- North American arcade flyer
- Developer: Alice
- Publisher: NichibutsuNA: FCI (NES);
- Platforms: Arcade, Nintendo Entertainment System, PlayStation 4, PlayStation 5, Nintendo Switch
- Release: JP: April 1984; NA: June 1984;
- Genre: Isometric shooter
- Modes: Single-player, multiplayer

= Seicross =

1984 video game

Seicross, released as in Japan, is a 1984 isometric shooter video game developed by Alice and published by Nichibutsu for arcades. It was released in Japan in April 1984 and North America in June 1984. A port to the Nintendo Entertainment System was released by Nichibutsu in Japan and FCI in North America in 1986. Hamster Corporation released the game as part of their Arcade Archives series for the Nintendo Switch and PlayStation 4 in 2021, as well as their Console Archives series for the Nintendo Switch 2 and PlayStation 5 in April 2026.

== Gameplay ==
The player rides a gliding motorcycle-like vehicle, bumping other riders, collecting power modules and collecting blue people who are stranded.

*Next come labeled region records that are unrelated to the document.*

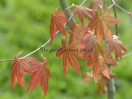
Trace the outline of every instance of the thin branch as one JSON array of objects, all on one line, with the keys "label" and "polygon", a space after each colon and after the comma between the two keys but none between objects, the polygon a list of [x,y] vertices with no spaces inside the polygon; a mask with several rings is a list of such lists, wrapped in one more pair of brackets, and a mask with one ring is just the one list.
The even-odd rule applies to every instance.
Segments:
[{"label": "thin branch", "polygon": [[112,0],[112,5],[110,5],[110,7],[108,7],[107,9],[110,9],[111,7],[116,6],[119,9],[121,9],[122,11],[124,11],[125,13],[127,13],[128,15],[132,16],[132,13],[125,10],[124,8],[122,8],[121,6],[119,6],[114,0]]},{"label": "thin branch", "polygon": [[[67,18],[69,18],[71,16],[71,12],[70,12],[70,9],[66,9],[68,8],[68,5],[67,5],[67,2],[66,0],[59,0],[60,2],[60,5],[61,5],[61,8],[63,9],[64,13],[65,13],[65,16]],[[69,25],[72,26],[72,24],[75,22],[74,18],[72,17],[70,19],[70,22],[69,22]]]},{"label": "thin branch", "polygon": [[[82,6],[86,1],[87,1],[87,0],[83,0],[83,2],[80,4],[80,6]],[[73,16],[74,16],[74,14],[72,14],[72,15],[69,17],[68,20],[71,20]],[[65,26],[66,24],[67,24],[67,23],[65,23],[64,26]],[[56,35],[59,34],[59,32],[60,32],[60,31],[58,30],[58,31],[56,32]],[[38,48],[35,49],[34,51],[30,52],[29,54],[27,54],[27,55],[25,55],[25,56],[23,56],[23,57],[21,57],[21,58],[25,58],[25,57],[28,57],[28,56],[30,56],[30,55],[36,53],[36,52],[39,51],[42,47],[45,47],[46,45],[48,45],[48,44],[50,43],[50,40],[51,40],[51,39],[49,39],[49,40],[48,40],[46,43],[44,43],[42,46],[38,47]],[[20,59],[21,59],[21,58],[20,58]],[[14,59],[6,59],[6,60],[0,60],[0,62],[7,62],[7,61],[13,61],[13,60],[14,60]]]},{"label": "thin branch", "polygon": [[6,60],[0,60],[0,62],[7,62],[7,61],[13,61],[14,59],[6,59]]}]

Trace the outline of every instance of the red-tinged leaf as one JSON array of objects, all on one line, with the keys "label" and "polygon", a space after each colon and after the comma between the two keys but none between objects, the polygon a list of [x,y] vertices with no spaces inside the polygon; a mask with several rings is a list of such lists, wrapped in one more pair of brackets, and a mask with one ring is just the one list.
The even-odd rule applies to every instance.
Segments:
[{"label": "red-tinged leaf", "polygon": [[112,57],[112,55],[106,53],[104,54],[104,62],[112,66],[118,65],[117,61]]},{"label": "red-tinged leaf", "polygon": [[87,27],[84,24],[76,24],[74,23],[70,28],[70,40],[69,43],[73,41],[77,41],[78,43],[81,42],[81,37],[87,31]]},{"label": "red-tinged leaf", "polygon": [[106,85],[107,84],[108,84],[108,82],[105,79],[105,77],[101,77],[101,79],[98,80],[98,82],[97,82],[97,85],[98,85],[97,94],[98,94],[98,96],[100,95],[100,92],[102,92],[103,94],[106,93]]},{"label": "red-tinged leaf", "polygon": [[20,85],[26,89],[24,84],[24,73],[32,73],[32,71],[30,66],[27,64],[27,62],[29,62],[29,58],[18,58],[21,53],[22,51],[15,56],[12,63],[11,82],[13,88],[16,86],[16,83],[19,82]]},{"label": "red-tinged leaf", "polygon": [[50,38],[52,40],[54,39],[56,35],[56,30],[58,29],[63,35],[66,36],[65,28],[62,25],[63,22],[69,22],[68,19],[64,16],[64,14],[57,9],[53,12],[51,23],[50,23]]},{"label": "red-tinged leaf", "polygon": [[125,46],[116,35],[113,35],[113,39],[106,41],[106,44],[109,45],[108,53],[111,54],[114,50],[120,59],[122,59],[123,53],[127,52]]},{"label": "red-tinged leaf", "polygon": [[97,11],[98,8],[103,8],[103,2],[101,0],[93,0],[90,7],[93,11]]},{"label": "red-tinged leaf", "polygon": [[67,46],[66,40],[62,39],[62,47],[57,51],[56,56],[63,58],[64,76],[69,69],[69,64],[81,75],[77,58],[82,58],[82,55],[75,44],[71,43]]},{"label": "red-tinged leaf", "polygon": [[104,35],[112,39],[112,30],[110,24],[120,23],[116,18],[110,16],[111,11],[103,12],[101,15],[96,15],[93,17],[93,20],[89,23],[88,27],[94,31],[97,39],[102,41]]},{"label": "red-tinged leaf", "polygon": [[103,48],[102,45],[98,42],[96,39],[95,35],[91,33],[87,33],[83,38],[81,45],[84,45],[84,49],[86,51],[84,52],[84,57],[89,58],[90,55],[93,55],[93,57],[98,59],[98,55],[101,54],[103,55]]},{"label": "red-tinged leaf", "polygon": [[46,95],[48,90],[48,80],[50,78],[50,71],[47,67],[47,59],[43,56],[43,62],[32,58],[30,59],[30,67],[32,69],[32,75],[30,77],[30,85],[28,91],[32,91],[38,84],[42,87],[44,95]]},{"label": "red-tinged leaf", "polygon": [[93,77],[92,72],[91,72],[91,73],[86,72],[86,73],[84,74],[84,79],[82,80],[82,82],[83,82],[83,83],[88,82],[88,81],[90,80],[91,77]]},{"label": "red-tinged leaf", "polygon": [[87,18],[88,20],[92,20],[92,9],[83,7],[83,6],[78,6],[76,5],[74,7],[74,15],[78,15],[78,18],[80,19],[81,23],[84,23],[84,17]]},{"label": "red-tinged leaf", "polygon": [[98,56],[98,61],[96,61],[94,57],[91,57],[88,61],[88,66],[93,66],[93,78],[95,81],[98,81],[99,74],[102,74],[103,76],[110,79],[109,68],[102,55]]}]

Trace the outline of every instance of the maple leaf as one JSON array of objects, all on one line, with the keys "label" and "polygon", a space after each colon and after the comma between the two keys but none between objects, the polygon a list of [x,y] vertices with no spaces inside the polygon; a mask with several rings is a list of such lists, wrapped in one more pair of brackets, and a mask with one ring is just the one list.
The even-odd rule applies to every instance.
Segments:
[{"label": "maple leaf", "polygon": [[84,33],[87,31],[87,27],[82,24],[76,24],[74,23],[70,28],[70,38],[69,43],[72,43],[73,41],[77,41],[78,43],[81,42],[81,37],[84,35]]},{"label": "maple leaf", "polygon": [[92,9],[89,9],[83,6],[75,5],[74,7],[74,15],[76,14],[78,15],[78,18],[80,19],[82,24],[84,23],[84,17],[89,20],[93,19],[91,15],[92,11],[93,11]]},{"label": "maple leaf", "polygon": [[81,58],[81,53],[75,44],[66,45],[66,40],[62,39],[62,47],[56,53],[57,57],[63,57],[64,76],[69,69],[69,64],[81,75],[80,65],[77,58]]},{"label": "maple leaf", "polygon": [[90,7],[93,11],[97,11],[98,8],[103,8],[103,2],[101,0],[93,0]]},{"label": "maple leaf", "polygon": [[93,20],[90,21],[88,27],[94,31],[97,39],[102,41],[104,35],[112,39],[112,30],[110,24],[120,23],[116,18],[110,16],[110,10],[103,12],[101,15],[96,15],[93,17]]},{"label": "maple leaf", "polygon": [[113,35],[113,39],[106,41],[106,44],[109,45],[108,53],[112,53],[114,50],[120,59],[122,58],[122,54],[127,52],[125,46],[116,35]]},{"label": "maple leaf", "polygon": [[103,48],[102,45],[96,39],[96,36],[92,33],[86,33],[82,38],[81,45],[84,46],[86,50],[84,52],[84,57],[89,58],[90,55],[93,55],[94,58],[97,60],[98,55],[103,55]]},{"label": "maple leaf", "polygon": [[24,89],[26,89],[26,86],[24,84],[24,73],[32,73],[32,71],[30,66],[27,64],[27,62],[29,62],[29,58],[18,58],[21,53],[22,51],[16,54],[15,59],[12,63],[11,82],[13,88],[16,86],[16,83],[19,82],[20,85]]},{"label": "maple leaf", "polygon": [[50,78],[50,71],[47,67],[47,59],[43,56],[43,62],[40,62],[36,58],[30,59],[30,67],[32,69],[32,75],[30,77],[30,85],[28,91],[34,89],[38,84],[41,85],[44,95],[46,95],[48,90],[48,79]]},{"label": "maple leaf", "polygon": [[88,66],[93,66],[93,78],[95,81],[98,81],[98,75],[102,74],[103,76],[110,79],[109,68],[105,62],[105,57],[102,55],[98,56],[98,61],[94,57],[91,57],[88,61]]},{"label": "maple leaf", "polygon": [[50,23],[50,43],[54,39],[56,35],[56,29],[58,29],[63,35],[66,36],[66,32],[64,29],[64,26],[62,25],[62,22],[69,22],[69,20],[64,16],[64,14],[61,11],[58,11],[57,9],[53,12],[51,17],[51,23]]},{"label": "maple leaf", "polygon": [[85,83],[85,82],[88,82],[89,80],[90,80],[90,78],[91,77],[93,77],[93,73],[92,72],[86,72],[85,74],[84,74],[84,79],[82,80],[82,82],[83,83]]}]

A second area removes the riders and adds rough terrain, while the final leg features a battle with one or more Dinosaur Tanks, which launch their heads when destroyed. The sequence repeats infinitely, getting progressively difficult and changing backgrounds.

==Reception==
Gene Lewin of Play Meter rated the arcade game 8 out of 10, stating it "is challenging as well as fun to play."